No. It means you have called a CUDA kernel with one block and that one block has 100 active threads. You're passing size as the second function parameter to your kernel. In your kernel each of those 100 threads executes the for loop 100 times.
#pragma unroll
is a compiler optimization that can, for example, replace a piece of code like
for ( int i = 0; i < 5; i++ )
b[i] = i;
with
b[0] = 0;
b[1] = 1;
b[2] = 2;
b[3] = 3;
b[4] = 4;
by putting #pragma unroll
directive right before the loop.

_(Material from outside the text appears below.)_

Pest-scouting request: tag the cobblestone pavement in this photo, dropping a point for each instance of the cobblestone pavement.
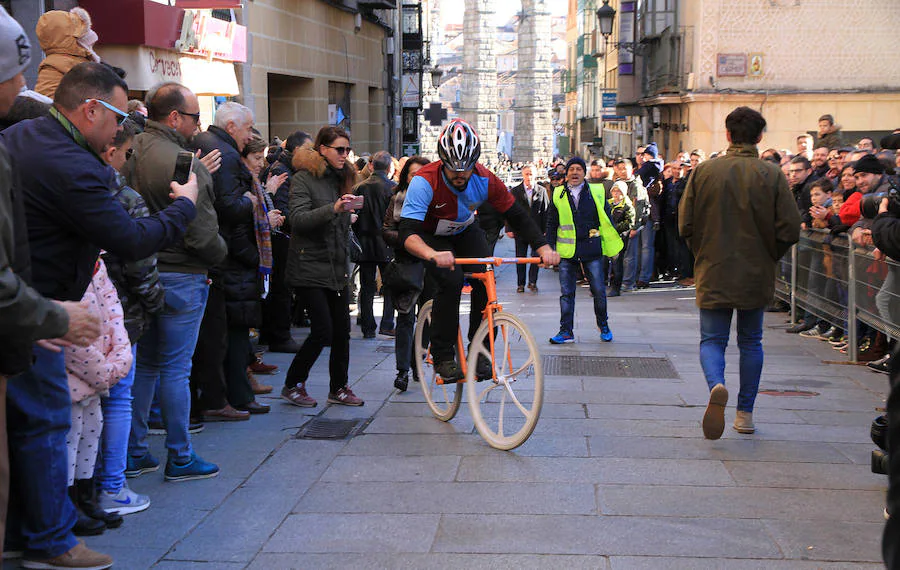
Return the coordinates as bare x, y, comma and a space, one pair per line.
616, 476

The good thing about the unrolled version is that it involves less processing load for the processor. In case of for
loop version, the processing, in addition to assigning each i
to b[i]
, involves i
initialization, evaluating i<5
for 6 times, and incrementing i
for 5 times. While in the second case, it only involves filing up b
array content (perhaps plus int i=5;
if i
is used later). Another benefit of loop unrolling is the enhancement of Instruction-Level Parallelism (ILP). In the unrolled version, there would possibly be more operations for the processor to push into processing pipeline without being worried about the for
loop condition in every iteration.
Posts like this explain that runtime loop unrolling cannot happen for CUDA. In your case CUDA compiler doesn't have any clues that size
is going to be 100 so compile-time loop unrolling will not occur, and so if you force unrolling, you may end up hurting the performance.
If you are sure that the size
is 100 for all executions, you can unroll your loop like below:
#pragma unroll
for(int i=0;i<SIZE;i++) //or simply for(int i=0;i<100;i++)
b[i]=i;
in which SIZE
is known in compile time with #define SIZE 100
.
I also suggest you to have proper CUDA error checking in your code (explained here).